I recently imported a local git project into bitbucket. Everything went well, but when I edited a minor typo using the online source editor, it changed a non-ASCII Unicode UTF-8 character into some other encoding. Specifically, it changed the Unicode copyright symbol (U+00A9) into a single-byte character A9, which is not a legal UTF-8 character.
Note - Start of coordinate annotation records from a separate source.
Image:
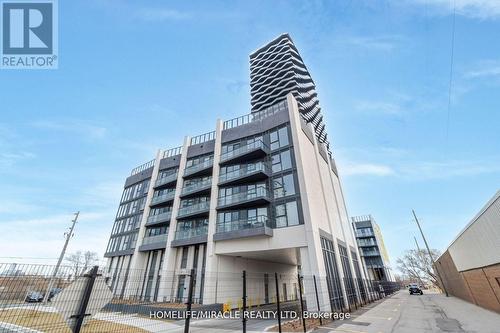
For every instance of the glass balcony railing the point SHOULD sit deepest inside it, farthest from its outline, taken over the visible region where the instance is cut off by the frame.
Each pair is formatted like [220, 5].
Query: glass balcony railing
[366, 242]
[245, 171]
[163, 198]
[191, 233]
[249, 223]
[155, 239]
[163, 217]
[370, 253]
[364, 233]
[252, 194]
[251, 147]
[198, 186]
[198, 167]
[194, 209]
[166, 180]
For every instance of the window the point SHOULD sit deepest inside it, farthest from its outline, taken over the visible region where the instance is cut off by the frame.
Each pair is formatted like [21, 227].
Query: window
[156, 231]
[286, 214]
[161, 210]
[184, 257]
[283, 186]
[281, 161]
[279, 138]
[194, 201]
[230, 147]
[198, 160]
[167, 172]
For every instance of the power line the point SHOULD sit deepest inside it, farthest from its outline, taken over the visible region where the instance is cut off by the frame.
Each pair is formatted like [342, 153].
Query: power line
[29, 258]
[451, 72]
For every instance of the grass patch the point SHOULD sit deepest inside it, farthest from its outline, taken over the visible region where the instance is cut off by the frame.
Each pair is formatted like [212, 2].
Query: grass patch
[54, 323]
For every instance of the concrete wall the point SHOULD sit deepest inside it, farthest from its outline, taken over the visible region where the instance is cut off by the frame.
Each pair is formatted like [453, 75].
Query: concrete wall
[470, 268]
[481, 237]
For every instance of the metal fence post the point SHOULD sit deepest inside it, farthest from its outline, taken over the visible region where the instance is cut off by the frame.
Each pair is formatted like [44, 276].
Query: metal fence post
[278, 301]
[82, 309]
[301, 303]
[317, 299]
[190, 301]
[244, 318]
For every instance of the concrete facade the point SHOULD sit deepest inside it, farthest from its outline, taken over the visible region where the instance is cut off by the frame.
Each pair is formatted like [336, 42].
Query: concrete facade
[372, 248]
[470, 267]
[260, 193]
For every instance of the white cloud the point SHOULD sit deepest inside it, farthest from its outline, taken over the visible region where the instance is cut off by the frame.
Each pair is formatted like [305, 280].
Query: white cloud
[78, 127]
[162, 14]
[486, 69]
[44, 236]
[478, 9]
[383, 43]
[379, 107]
[367, 169]
[8, 159]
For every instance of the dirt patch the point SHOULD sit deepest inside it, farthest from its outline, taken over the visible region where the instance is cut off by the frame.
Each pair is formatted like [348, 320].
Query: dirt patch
[296, 325]
[54, 323]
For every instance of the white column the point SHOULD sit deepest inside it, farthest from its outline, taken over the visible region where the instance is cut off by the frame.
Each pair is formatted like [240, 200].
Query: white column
[168, 269]
[138, 264]
[211, 271]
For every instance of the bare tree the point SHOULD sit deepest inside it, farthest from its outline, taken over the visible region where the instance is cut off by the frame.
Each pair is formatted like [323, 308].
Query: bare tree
[80, 262]
[417, 265]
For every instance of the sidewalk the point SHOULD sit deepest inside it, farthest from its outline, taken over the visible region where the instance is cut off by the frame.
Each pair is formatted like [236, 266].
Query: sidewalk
[430, 312]
[471, 317]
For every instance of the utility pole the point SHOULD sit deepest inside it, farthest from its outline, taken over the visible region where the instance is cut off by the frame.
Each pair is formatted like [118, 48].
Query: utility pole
[61, 257]
[418, 254]
[429, 251]
[416, 243]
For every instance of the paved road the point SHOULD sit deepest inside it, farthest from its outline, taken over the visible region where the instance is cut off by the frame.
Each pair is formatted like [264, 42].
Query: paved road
[403, 313]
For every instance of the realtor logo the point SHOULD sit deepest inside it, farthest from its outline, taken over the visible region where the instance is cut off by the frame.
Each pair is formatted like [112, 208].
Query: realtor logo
[29, 34]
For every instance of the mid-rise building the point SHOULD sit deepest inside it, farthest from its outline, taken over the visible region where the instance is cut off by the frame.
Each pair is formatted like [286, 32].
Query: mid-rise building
[259, 193]
[372, 248]
[470, 266]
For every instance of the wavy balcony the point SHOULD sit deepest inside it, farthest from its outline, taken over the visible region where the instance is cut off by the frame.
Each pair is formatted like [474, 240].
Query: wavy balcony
[154, 242]
[251, 150]
[158, 200]
[190, 236]
[167, 180]
[250, 227]
[246, 173]
[199, 169]
[197, 188]
[159, 219]
[253, 197]
[195, 210]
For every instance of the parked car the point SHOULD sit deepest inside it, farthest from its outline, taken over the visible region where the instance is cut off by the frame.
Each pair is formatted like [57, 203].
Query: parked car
[415, 289]
[34, 297]
[54, 292]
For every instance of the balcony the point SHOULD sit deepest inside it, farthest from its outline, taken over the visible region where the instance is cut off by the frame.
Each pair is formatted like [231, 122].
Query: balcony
[158, 219]
[198, 209]
[154, 242]
[253, 197]
[199, 169]
[197, 188]
[169, 196]
[366, 242]
[363, 233]
[249, 151]
[166, 180]
[246, 173]
[250, 227]
[190, 236]
[372, 253]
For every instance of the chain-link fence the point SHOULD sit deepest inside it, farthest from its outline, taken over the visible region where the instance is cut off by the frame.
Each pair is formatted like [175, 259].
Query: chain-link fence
[84, 299]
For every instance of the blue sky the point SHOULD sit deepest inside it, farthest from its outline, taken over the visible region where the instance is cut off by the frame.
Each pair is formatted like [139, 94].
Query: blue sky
[135, 76]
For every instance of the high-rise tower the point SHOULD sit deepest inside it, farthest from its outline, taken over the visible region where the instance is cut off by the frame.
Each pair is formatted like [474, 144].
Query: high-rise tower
[277, 69]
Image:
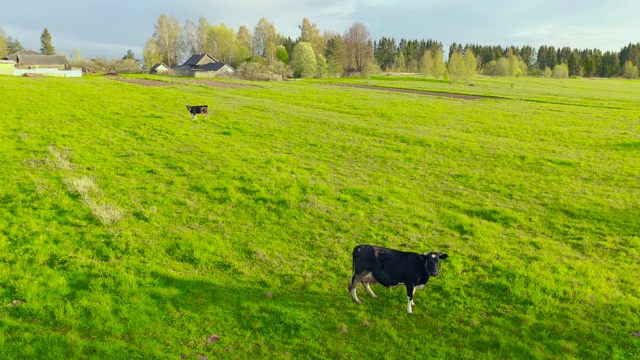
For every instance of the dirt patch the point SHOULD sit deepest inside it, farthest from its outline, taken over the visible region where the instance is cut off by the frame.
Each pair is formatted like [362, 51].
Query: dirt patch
[419, 92]
[158, 83]
[146, 82]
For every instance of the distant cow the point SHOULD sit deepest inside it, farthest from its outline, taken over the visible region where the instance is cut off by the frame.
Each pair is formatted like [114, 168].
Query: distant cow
[374, 264]
[200, 109]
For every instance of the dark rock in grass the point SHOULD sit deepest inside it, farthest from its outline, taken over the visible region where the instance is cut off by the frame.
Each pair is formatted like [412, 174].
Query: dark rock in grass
[213, 338]
[15, 303]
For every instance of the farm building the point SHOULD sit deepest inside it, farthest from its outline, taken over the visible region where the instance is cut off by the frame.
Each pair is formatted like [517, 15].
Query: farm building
[7, 67]
[204, 65]
[159, 68]
[28, 59]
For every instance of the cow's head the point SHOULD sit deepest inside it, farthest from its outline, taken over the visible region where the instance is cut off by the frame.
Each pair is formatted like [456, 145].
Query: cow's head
[433, 262]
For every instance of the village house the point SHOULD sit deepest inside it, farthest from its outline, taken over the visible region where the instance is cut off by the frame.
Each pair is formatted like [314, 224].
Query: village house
[204, 65]
[159, 68]
[29, 59]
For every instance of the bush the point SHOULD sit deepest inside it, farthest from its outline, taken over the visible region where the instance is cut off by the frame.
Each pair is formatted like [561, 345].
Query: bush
[259, 72]
[560, 71]
[629, 71]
I verified that this is where the character got changed by doing a diff between the two versions, the relevant lines being:
-# Copyright© 2018 Center for Advanced Study of Language University of Maryland
+# Copyright © 2018 Center for Advanced Study of Language University of Maryland
The version before my edit contains the sequence of bytes C2 (represented in the online diff tool as the funny kind of A-hat) + A9 (represented as a copyright symbol). But in the version after the edit, it displays just A9, i.e. an 8-bit char. It happens that C2 A9 is the sequence of bytes used in UTF-8 to encode U+00A9. So it appears that when I edited the file using the on-line editor, it changed the valid UTF-8 byte sequence C2 A9 into just A9, which as I say is invalid UTF-8.
I'm using the Firefox browser, and it says the page with the editor is UTF-8. So I don't think it's my browser.
Is the bitbucket on-line editor unsafe with Unicode? If so, that's fine, I normally only edit things in my own editor; I just saw a typo and decided to fix it, but I could instead have pushed the fix from my own computer.